What should I do?: Plato’s Crito’ in Philosophy: A Very Short Introduction by Edward Craig
Plato, born around 427 BC, is not the first important philosopher, with Vedas of India, the Buddha, and Confucius all pre-dating him. However, he is the first philosopher to have left us with a substantial body of complete works that are available to us today, which all take the form of dialogues. This chapter focuses on the dialogue called Crito in which Socrates asks ‘What should I do?’
A biography of John Locke in the Oxford Dictionary of National Biography
A philosopher regarded as one of the most influential of Enlightenment thinkers, John Locke was born on 29th August 1632 in Somerset, England. In the late 1650s he became interested in medicine, which led easily to natural philosophy after being introduced to these new ideas of mechanical philosophy by Robert Boyle.

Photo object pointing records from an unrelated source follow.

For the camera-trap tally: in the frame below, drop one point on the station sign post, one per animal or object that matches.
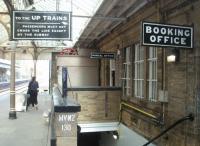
(38, 25)
(100, 55)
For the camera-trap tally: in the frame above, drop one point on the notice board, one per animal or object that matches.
(39, 25)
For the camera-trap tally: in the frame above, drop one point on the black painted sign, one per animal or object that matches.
(98, 55)
(38, 25)
(156, 34)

Discover what happened next in Locke’s life with this biography
‘Computing Machinery and Intelligence’ from Mind, published in 1950.
In this seminal paper, celebrated mathematician and pioneer Alan Turing attempts to answer the question, ‘Can machines think?’, and thus introduces his theory of ‘the imitation game’(now known as the Turing test) to the world. Turing skilfully debunks theological and ethical arguments against computational intelligence: he acknowledges the limitations of a machine’s intellect, while boldly exposing those of man, ultimately laying the groundwork for the study of artificial intelligence – and the philosophy behind it.
‘Phenomenology as a Resource for Patients’ from The Journal of Medicine and Philosophy, published in 2012
Patient support tools have drawn on a variety of disciplines, including psychotherapy, social psychology, and social care. One discipline that has not so far been used to support patients is philosophy. This paper proposes that a particular philosophical approach, phenomenology, could prove useful for patients, giving them tools to reflect on and expand their understanding of their illness.